Bop with its quartet/quintet line up  was in its infancy just passing its theoretical stage but, showing ways of creating sonic complexity without the need of as many voices.

Claude could not keep the orchestra going, he would still play, but with smaller ensembles. He died in 1965 and it is a wonder he found little employment after the late 50’s when one considers how much of what he did figured into the equations of many of jazz’s sub genres, if even indirectly.

Claude’s personal style of playing showed a classical feel to great effect. It was all cool Ravelian blues which would come and go, delicately skimming  over his bands interesting and then unique tone. His laconic way of playing was a precursor to the “cool” school and some of its main figures such as Lee Konitz would find themselves on his band stand.

He had perfected a way of his band playing with very little vibrato for greater articulation and also the ability to do more complex layering of sound.

The charts were some of the most forward thinking and still offer an emotional pay off when heard today. One of the main arrangers was Gil Evans, who would figure prominently in not only the advent of Miles Davis’s nonet and the creation of third stream music (The Birth of the Cool) but also a trio of albums symphonic in scope and which, shades of Claude’s orchestra, find Miles adopting a vibratoless way of playing and lack of string section.

Gerry Mulligan, baritone sax player was another to supply charts and also be around for Miles’ nonet adding both his voice and charts for him too.

The track of Claude’s here is “Polka Dots and Moon Beams”, now a West Coast/cool jazz staple. It has a melancholy bent and the piano manages to be prominent yet delicate. The arrangement is by Gil Evans and for most of the piece the woodwinds and brass merely blow a warm, soft breath under Claude’s lines. As an interesting counterpoint the piece is followed by one by Harry James. If it is not apparent during the course of Claude’s track, then after hearing this one you realize how different and how far leaning towards the European classical tradition Claude had been.
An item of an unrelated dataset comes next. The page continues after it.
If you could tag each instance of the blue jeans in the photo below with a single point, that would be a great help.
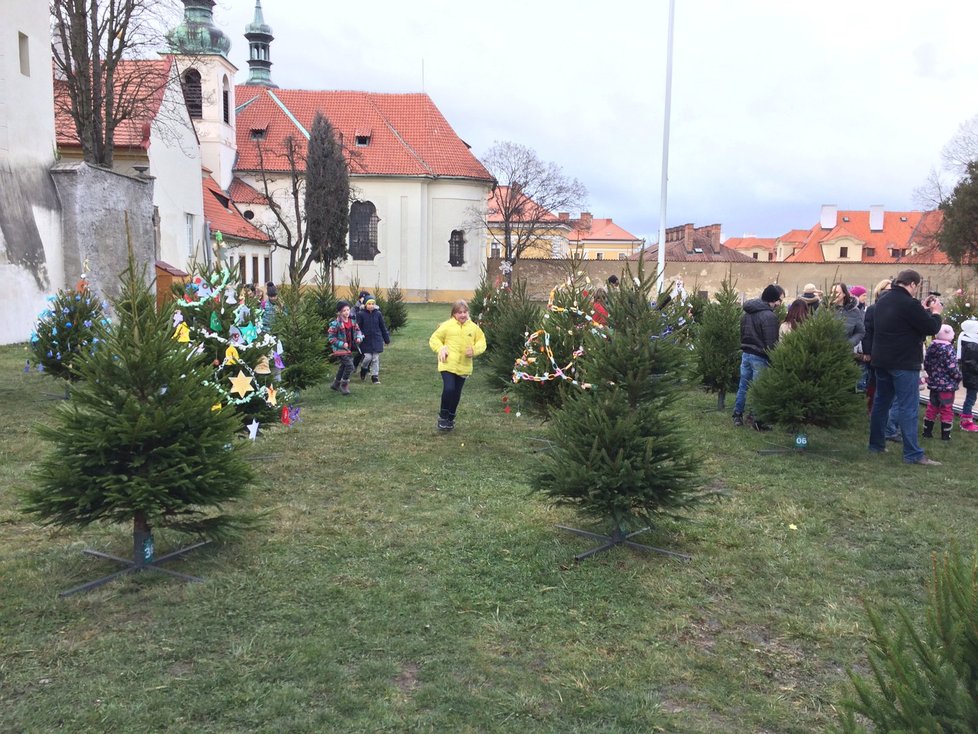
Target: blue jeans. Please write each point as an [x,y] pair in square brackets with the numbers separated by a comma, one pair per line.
[750,367]
[901,387]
As bop was forming there was a recording ban going on (1942-1943). For an art movement which would have such far reaching effects, it came together relatively fast. We do not have an audio evolutionary chart, but there are little pieces of the puzzle available.

Bud Powell or Thelonious Monk, both are often referred to as high priest of bop piano. It does not have to be an either or though. Both had formal training, Bud studying the classical cannon as a child while Monk studied briefly with a student of Austrian modernist Arnold Schoenberg. While to some extent, they both had a percussive touch, there were many differences in their uses of  harmonic structure and composition . They actually socialized and it was because of an unwillingness on the part of Monk to compromise Bud to the police that Monk had lost his cabaret card, then all important for a musician to be able to play in clubs.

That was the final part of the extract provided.